A couple of weeks ago, we had a post discussing the harms of eating too much sugar and signs that you may be eating too much sugar without really recognizing it.  However, you do not have to completely cut out sugar, as long as you understand where sugars and carbs come from and what purpose they serve in your body.
What many people don't know, is that sugar is a carbohydrate. Carbohydrates can be found in the form of sugar, fiber and starches and serves as energy to the body. However, carbs can also be broken down into simple and complex carbohydrates.
  • Simple Carbs: comes from things such as sugar and honey and turn to glucose rapidly
  • Complex Carbs: often comes with a higher fiber content and takes longer to break down
    • Provides sustained energy and helps control the release of sugar into the body

Instead of trying to completely cut out sugar, try to understand where the sugar is coming from and how it could either benefit or hurt your body. 

Recommendations for sugar and carbohydrates:
  • Consume about 135 grams per day (this could be different for everyone, depending on activity levels and goals)
  • Get them from sources that supply useful nutrients like fruit, veggies, milk and whole grains
  • Limit added sugars; no more than 10% of overall calories per day
    • This will also help to limit empty calories and allow you to consume more nutrient-dense foods
In the end, carbohydrates are not bad for you, but there are some forms of carbs that are better than others. By keeping yourself knowledgeable about what is going into your body, you will be able to make better decisions about your nutrition.
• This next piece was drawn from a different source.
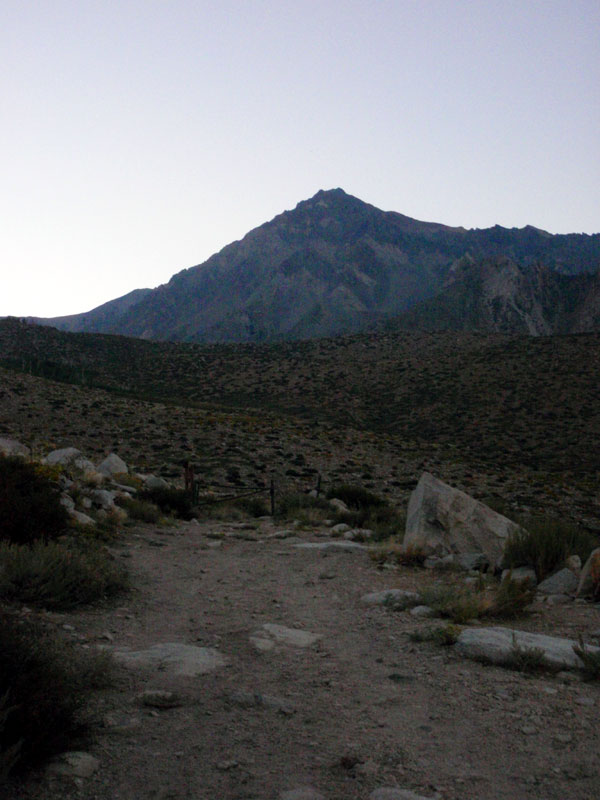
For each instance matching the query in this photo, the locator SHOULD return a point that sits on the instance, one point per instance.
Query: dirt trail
(362, 708)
Wednesday, August 10, 2016

Wellness Wednesday

Being Overweight Can Increase Aging Process
Your weight doesn't just matter; it "brain matter's"
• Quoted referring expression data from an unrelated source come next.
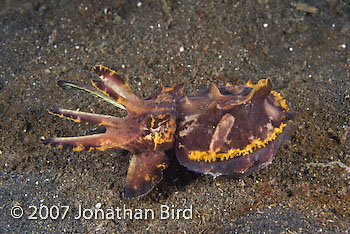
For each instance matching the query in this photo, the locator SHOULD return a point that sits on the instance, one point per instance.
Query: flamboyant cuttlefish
(230, 130)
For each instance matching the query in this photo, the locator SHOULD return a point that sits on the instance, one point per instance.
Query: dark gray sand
(303, 48)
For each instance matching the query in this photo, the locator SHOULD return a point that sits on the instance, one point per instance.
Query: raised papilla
(230, 130)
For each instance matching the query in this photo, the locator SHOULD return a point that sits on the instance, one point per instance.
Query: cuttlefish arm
(119, 133)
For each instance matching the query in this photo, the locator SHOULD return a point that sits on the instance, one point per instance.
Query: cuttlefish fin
(258, 94)
(145, 171)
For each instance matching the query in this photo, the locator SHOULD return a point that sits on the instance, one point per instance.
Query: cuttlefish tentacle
(91, 90)
(114, 86)
(118, 134)
(79, 116)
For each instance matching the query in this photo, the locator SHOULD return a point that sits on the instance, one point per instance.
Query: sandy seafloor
(305, 51)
If you're overweight in your 50's right now, your brain's age could be a decade ahead of your actual age. A recent study conducted by Cambridge University found that those who are overweight in their 50's have the same brain age as those who are lean in their 60's. They measured their test subjects' brain age by looking at the white matter in the brain, as it naturally disappears as one ages. The Cambridge scientists looked at 473 people between the ages of 20 and 87 and divided them into 'lean' and 'overweight' groups and then proceeded to look at their white matter. The study found that the only significant differences occurred from middle age onward, making our weight the most important thing when our metabolism is at our all time low. 
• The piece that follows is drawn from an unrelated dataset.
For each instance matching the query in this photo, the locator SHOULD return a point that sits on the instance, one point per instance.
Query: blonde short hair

It should be of note in this study, that the subjects showed no significant differences in knowledge or understanding and therefore more work must be done to see how it affects the development of dementia. The study also acknowledged that they have much more work to do to further understand how the brain is affected by obesity, and if the changes in the white matter of the brain could be reversed. That being said, being overweight still has significant maleficent effects on the body and fitness should be striven for. 

Tuesday, August 9, 2016

Are you Eating Too Much Sugar?

We know that sugar is bad for us, but what signs does our body give us that we are eating too much sugar and starting to cause harm to our bodies, both inside and out? Here are some things to take note of that could be happening because we are consuming too much sugar.
  • Constantly Craving Sugar
    • The more sugar you eat, the more sugar you crave
    • Sugar causes a hormonal response that brings you up and then makes you crash and want more sugar
  • Feel Sluggish Through the Day
    • You get an initial high from the sugar then crash after it wears off
    • Eating too much sugar often means you are not eating enough protein and fiber
  • Begin Breaking Out
    • A spike in insulin levels causes a hormonal cascade and you may start to notice your skin starting to break out
  • You Have Mood Swings
    • When you crash after your sugar high, your energy decreases which causes your mood to decrease as well.
  • Start to Put On Weight
    • Sugar causes you to consume excess calories and not even protein and fiber
    • Too much sugar produces more insulin which can eventually cause and insulin resistance in your body and cause you to gain weight
  • Get More Cavities
    • Excess sugar impacts pH levels and throws off your natural ecosystem
    • Sugar also gives bacteria a chance to thrive and multiply
  • Nothing Tastes Sweet Anymore
    • Constantly eating sugar overkills tastes buds so you need more to satisfy the sweet craving
    • When you start to cut back, it will be hard at first, but then things will start to taste more sweet

Monday, August 8, 2016

August Exercise Week 1

August Week 1 Exercise and Stretch
Exercise: Upright Row
  1. Grasp a dumbbell in each hand with palms forward and slightly less than shoulder width apart. The dumbbells should be resting on top of your thighs. Your arms should be extended with a slight bend at the elbows and your back should be straight. 
  2. Use your side shoulders to lift the dumbbells as you exhale. The dumbbells should be close to the body as you move it up and the elbows should drive the motion. Continue to lift them until they nearly touch your chin. 
  3. Lower the dumbbells back down slowly to the starting position. Inhale as you perform this portion of the movement.
*** Be cautious of the amount of weight you are using during this exercise. Too much weight can cause you to have poor form. Start light, and gradually increase as you start to perfect your form.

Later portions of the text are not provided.